Often when I’m watch aviation videos involving incidents, it seems the pilots are frequently preoccupied with talking to the company and ATC often waiting for this outcome as well.
It has me wondering if pilots and ATC should just have more authority in these situations? The company often seems like a middle man in some circumstances.
No real life pilot here, so I expect there’ll be airliner pilots who’ll jump in this thread and share more valuable feedback, but I take it that the pilots will talk directly to The Company and/or wait for ACARS input from The Company, mostly (but not only) during technical issues? About which ATC can do little anyway, as they do not have telemetry of the aircraft, nor are they specialists. They’re more there as traffic wardens than anything else.
Even if the pilots have no technical issues but want to get basic info such as weather forecasts, it’d probably be easier to make asynchronous calls in The Company’s centre of operations, who after all are dedicated to supporting their own fleet and have their tailored processes, rather than ATC who’s trying to service everyone within vicinity.
I’m reading that in the next decade aviation industry expects ACARS to evolve into a much more feature-rich platform (IPS), so I can only assume the dependence on ATC will decrease even further and the aircraft will be in constant 2-way communication with The Company’s NOC.
ps: it’s another story whether pilots in distress are sometimes focusing on communicating with The Company much more than they should, thus worsening the situation.This is possibly a consequence of how in recent years of omnipreset automations, the average Pilot has eventually evolved into an Operator.
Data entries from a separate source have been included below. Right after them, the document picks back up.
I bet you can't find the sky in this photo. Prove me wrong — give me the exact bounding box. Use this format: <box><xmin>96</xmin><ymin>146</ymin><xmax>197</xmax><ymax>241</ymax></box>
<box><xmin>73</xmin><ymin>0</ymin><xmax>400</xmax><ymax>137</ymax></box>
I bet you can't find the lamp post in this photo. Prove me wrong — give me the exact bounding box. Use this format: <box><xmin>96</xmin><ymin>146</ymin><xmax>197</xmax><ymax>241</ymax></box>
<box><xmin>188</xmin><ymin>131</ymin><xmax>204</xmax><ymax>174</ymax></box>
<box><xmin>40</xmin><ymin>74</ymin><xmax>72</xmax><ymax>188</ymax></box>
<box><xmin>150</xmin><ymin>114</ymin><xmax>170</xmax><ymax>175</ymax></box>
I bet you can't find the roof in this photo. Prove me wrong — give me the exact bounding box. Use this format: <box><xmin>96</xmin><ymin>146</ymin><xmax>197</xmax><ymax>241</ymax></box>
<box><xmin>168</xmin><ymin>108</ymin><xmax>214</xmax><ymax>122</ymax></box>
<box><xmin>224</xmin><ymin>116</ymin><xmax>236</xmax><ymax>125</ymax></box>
i don’t know that i would support creating an ops center for each airline. There still needs to be some sort of communication between everyone. If everyone was doing whatever they wanted per their company’s ops center i could see more conflict arise. Like “nu huh i got the runway first i’m going” or “bro i’m way closer i’m landing first you go around.” You would still need someone local in the region to file pilots safely into the airport and a ground controller to move everyone around safely. You could reduce TRACON to a sort of help desk for navigation and weather assistance but there would still need to be someone watching to make sure two planes flying opposite directions on the same track aren’t going to hit each other; Airline Ops centers would need the same radar system as TRACON
I’m not saying we can’t have nice things with our ACARS, but we can’t sacrifice safety for convenience at least when it comes to aviation.